She walks into the room, her eyes scan the area and suddenly land on him. There might be an instantaneous spark or there might not be. It might be something that grows into a crush from mild fondness or even mild loathing. There is a fine line between love and hate after all.
Speaking of which, after the hazy dreamy lovey-dovey stage of a relationship cools off and you’ve come back from the honeymoon then the real work starts. Working through relationships can result in a stronger bond because of how much you’ve been through, or can crash and burn. So the question stands: after a break-up can exes ever stay friends?
We met in sixth form and were friends at first. For the first month or so, I wasn’t really sure how I felt until we were hanging out in a group and he put his head on my shoulder. Then boom, I had a crush.
Fast-forward two-and-a-half-years and after growing apart and doing it long distance for way too long the time had come to call it quits.
We both wanted to move on.
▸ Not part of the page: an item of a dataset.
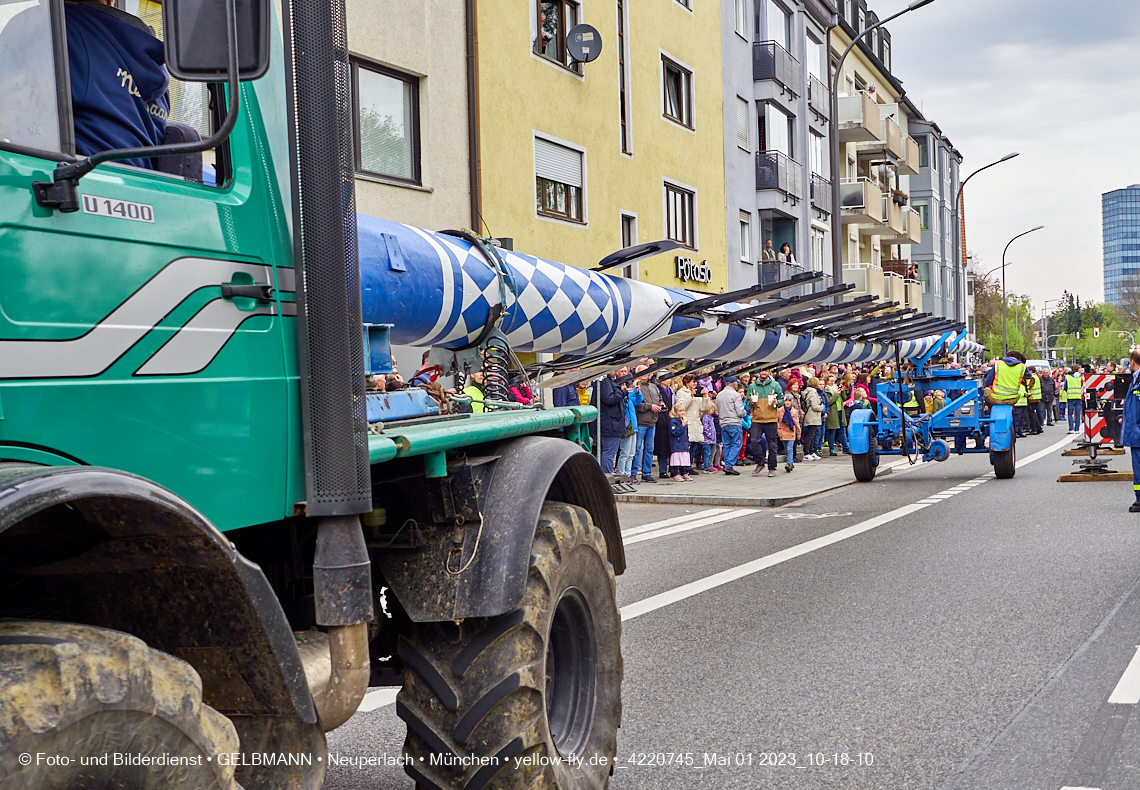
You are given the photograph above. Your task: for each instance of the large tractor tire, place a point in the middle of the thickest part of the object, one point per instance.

But it’s difficult when this person is someone you trust and they know you personally, so we decided to give this whole ‘exes can be mates’ thing a shot. This is what he aka Sebastian Londono, 19, Liverpool University, had to say:
So do you think exes can be friends, or would the result be messy?
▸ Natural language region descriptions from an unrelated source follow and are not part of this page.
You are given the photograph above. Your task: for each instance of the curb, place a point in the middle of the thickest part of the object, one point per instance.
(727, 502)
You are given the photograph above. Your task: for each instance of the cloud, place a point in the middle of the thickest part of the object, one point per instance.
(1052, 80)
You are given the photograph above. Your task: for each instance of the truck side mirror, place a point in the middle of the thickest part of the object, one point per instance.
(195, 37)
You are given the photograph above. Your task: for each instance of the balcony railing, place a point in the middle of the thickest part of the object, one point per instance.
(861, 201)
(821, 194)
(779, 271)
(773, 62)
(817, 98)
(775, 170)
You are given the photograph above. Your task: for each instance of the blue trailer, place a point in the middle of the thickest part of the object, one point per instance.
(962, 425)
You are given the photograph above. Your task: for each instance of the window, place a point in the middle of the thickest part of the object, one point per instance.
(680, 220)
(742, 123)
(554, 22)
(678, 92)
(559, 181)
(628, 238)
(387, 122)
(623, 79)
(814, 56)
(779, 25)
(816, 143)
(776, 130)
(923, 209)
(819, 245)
“I think it depends on the relationship. If they were best friends then they can be friends because then they can spend time together without sex. But if there was a lot of fighting then it’ll be messy. One good thing there, is there’s no chance of the two getting back together.”
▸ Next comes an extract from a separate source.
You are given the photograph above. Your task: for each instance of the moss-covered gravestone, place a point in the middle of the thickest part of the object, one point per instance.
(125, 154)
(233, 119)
Is maintaining the friendship hard?
“I can’t really judge about maintaining the friendship because I live far away from her so there’s not much interaction. Also, I struggle to keep friends with anyone, so the fact that I’m still friends with her is good.”
What’s the best and weirdest part of staying friends with an ex?
“There are no direct advantages to staying friends with an ex. Maybe the fact that I can ask about relationship advice is one thing because she knows my biggest flaws.”
“The weirdest part is that I don’t usually spend time with someone I’ve ‘been with,’ and the fact that everyone I know always thinks that just because I’m going to see her it means we must be together.”
Would you recommend staying friends to someone else?
“It’s not really something that should be decided. It should feel natural. So if he or she is a really good friend then keep them as a friend but if they’re not then I would say it’s healthy to just move on like with other friends.”
The interview gives unexpected insights. Maybe there are no advantages to staying friends. After all, this person knows you well so they’re armed with the knowledge that can hurt you and you’re constantly treading on thin ice. But if the two of you are mature enough to accept that it’s the end and can try to move forward without malicious intent, then maybe it can be done.
If there’s any advice I can give, it’s that distance really helps. Putting some space between you and an ex can give you the space to move on, and you do need the space, before being able to consider friendship.